TEMPO.CO, Jakarta - Wakil Presiden Jusuf Kalla atau JK menyatakan nilai utang Indonesia, yang digunakan untuk proyek infrastruktur, masih dalam kategori wajar. Bahkan, dalam hitungannya, JK menyebutkan utang Indonesia masih jauh dari batas maksimum.
Meski begitu, JK berharap persentase utang terhadap produk domestik bruto (gross domestic product/GDP) tidak naik lagi. Idealnya, kata dia, persentase utang terhadap GDP stop di angka 28 persen atau di bawah 30 persen. Lebih dari itu, menurut JK, sebaiknya jangan. "Negara kita enggak bisa seperti itu (utang berlebihan)," ujarnya saat wawancara khusus dengan Tempo, Rabu, 22 November 2017.
Baca: Penjelasan Sri Mulyani Soal Dana Infrastruktur Rp 4.700 Triliun
JK menyebutkan porsi utang masih dalam kategori wajar karena tidak terlalu besar apabila dibanding besaran GDP. Sejauh yang ia ingat, besaran utang Indonesia masih di bawah 30 persen dari GDP.
Sebagai catatan, Kementerian Keuangan sempat menyatakan batas maksimum utang Indonesia adalah 60 persen dari GDP. Juli lalu, utang Indonesia masih 28 persen dari GDP sehingga masih jauh dari status merah.
Karena itu, JK kembali menyebutkan besar utang saat ini masih normal. "Jadi, soal utang, itu biasa saja. Kan kita ada batasnya," ucapnya. "Kalau Anda lihat negara lain, malah ada yang sampai 100 persen, seperti Jepang." Pada 2017, persentase utang Jepang terhadap GDP lebih-kurang 230 persen.
Di era pemerintahan Presiden Joko Widodo, dicanangkan proyek infrastruktur besar-besaran. Proyek infrastruktur itu untuk menggenjot pertumbuhan ekonomi serta menghilangkan ketimpangan ekonomi antara Indonesia bagian barat dan bagian timur.
Secara garis besar, proyek infrastruktur yang dicanangkan terdiri atas 1.000 kilometer jalan tol, 3.000 kilometer rel kereta, 24 pelabuhan, 15 bandara, dan 35 ribu megawatt pembangkit listrik.
Untuk mewujudkan proyek-proyek itu, Jokowi pernah menyatakan dibutuhkan anggaran lebih-kurang Rp 4.500 triliun. Ia juga mengharapkan sebagian di antaranya bisa ditutupi dengan investasi dari swasta.

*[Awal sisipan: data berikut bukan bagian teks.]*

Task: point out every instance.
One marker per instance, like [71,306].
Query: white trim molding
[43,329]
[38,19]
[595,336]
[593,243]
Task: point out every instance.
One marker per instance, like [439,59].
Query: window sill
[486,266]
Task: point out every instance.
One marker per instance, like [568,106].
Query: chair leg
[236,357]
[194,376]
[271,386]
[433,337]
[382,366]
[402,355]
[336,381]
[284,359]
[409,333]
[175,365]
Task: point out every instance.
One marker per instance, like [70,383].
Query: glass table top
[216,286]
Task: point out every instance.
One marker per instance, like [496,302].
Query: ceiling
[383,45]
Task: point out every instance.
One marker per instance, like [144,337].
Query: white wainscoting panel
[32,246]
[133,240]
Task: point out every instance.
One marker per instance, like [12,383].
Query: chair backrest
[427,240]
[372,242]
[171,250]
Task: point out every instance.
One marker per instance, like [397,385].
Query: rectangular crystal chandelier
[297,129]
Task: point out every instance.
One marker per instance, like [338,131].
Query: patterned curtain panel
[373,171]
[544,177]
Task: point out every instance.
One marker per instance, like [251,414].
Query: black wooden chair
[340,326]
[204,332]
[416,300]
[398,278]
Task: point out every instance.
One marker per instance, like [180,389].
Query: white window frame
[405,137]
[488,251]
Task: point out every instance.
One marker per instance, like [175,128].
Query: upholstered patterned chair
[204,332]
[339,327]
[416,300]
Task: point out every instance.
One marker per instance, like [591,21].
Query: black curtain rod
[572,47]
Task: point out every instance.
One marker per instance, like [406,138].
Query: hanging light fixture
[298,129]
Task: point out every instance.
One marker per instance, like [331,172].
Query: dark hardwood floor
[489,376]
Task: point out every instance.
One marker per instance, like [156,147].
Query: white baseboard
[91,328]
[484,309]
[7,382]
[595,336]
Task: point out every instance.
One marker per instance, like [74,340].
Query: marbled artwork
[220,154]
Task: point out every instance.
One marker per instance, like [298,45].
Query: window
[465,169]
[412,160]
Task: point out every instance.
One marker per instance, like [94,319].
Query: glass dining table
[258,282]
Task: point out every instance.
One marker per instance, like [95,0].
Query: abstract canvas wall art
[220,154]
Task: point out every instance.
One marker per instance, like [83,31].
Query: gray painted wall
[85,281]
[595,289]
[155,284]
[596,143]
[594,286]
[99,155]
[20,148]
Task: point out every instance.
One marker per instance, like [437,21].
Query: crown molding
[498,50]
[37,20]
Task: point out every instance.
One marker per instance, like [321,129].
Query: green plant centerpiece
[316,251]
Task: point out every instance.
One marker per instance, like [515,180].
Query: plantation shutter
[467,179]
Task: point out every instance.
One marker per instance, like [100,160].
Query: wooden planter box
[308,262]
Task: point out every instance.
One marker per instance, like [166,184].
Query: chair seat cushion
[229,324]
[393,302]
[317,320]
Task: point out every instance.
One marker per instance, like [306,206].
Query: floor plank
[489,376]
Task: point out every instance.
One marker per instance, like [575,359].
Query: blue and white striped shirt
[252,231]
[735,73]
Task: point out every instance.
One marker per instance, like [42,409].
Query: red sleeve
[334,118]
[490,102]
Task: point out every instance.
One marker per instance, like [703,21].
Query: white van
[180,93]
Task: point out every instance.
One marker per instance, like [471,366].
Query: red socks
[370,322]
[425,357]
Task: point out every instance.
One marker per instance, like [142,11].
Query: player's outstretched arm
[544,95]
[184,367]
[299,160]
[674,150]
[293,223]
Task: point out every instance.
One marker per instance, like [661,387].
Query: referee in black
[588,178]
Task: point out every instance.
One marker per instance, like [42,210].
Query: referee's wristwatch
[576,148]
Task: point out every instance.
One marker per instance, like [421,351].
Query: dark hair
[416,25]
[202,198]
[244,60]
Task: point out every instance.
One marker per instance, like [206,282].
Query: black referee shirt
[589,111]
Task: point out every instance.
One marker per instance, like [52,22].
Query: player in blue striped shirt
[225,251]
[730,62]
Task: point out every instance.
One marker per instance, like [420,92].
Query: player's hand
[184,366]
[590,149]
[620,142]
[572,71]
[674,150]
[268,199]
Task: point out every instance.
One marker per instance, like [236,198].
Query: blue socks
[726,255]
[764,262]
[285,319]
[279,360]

Sebelumnya, Menteri Keuangan Sri Mulyani mengatakan biaya infrastruktur lebih dari Rp 4.700 triliun untuk dua tahun ke depan. Masalahnya, anggaran pemerintah pusat dan daerah hanya sanggup menanggung 41,3 persen dari jumlah itu. Sedangkan BUMN hanya berkontribusi 22 persen dari total dana yang dibutuhkan.
"Kami masih butuh dana dari sektor swasta lebih dari Rp 1.700 triliun atau sekitar 36 persen dari total kebutuhan infrastruktur dari 2015 sampai 2019," kata Sri Mulyani saat menyampaikan sambutannya dalam sewindu PT Sarana Multi Infrastruktur di Hotel Ritz-Carlton, Jakarta Selatan, akhir Maret lalu.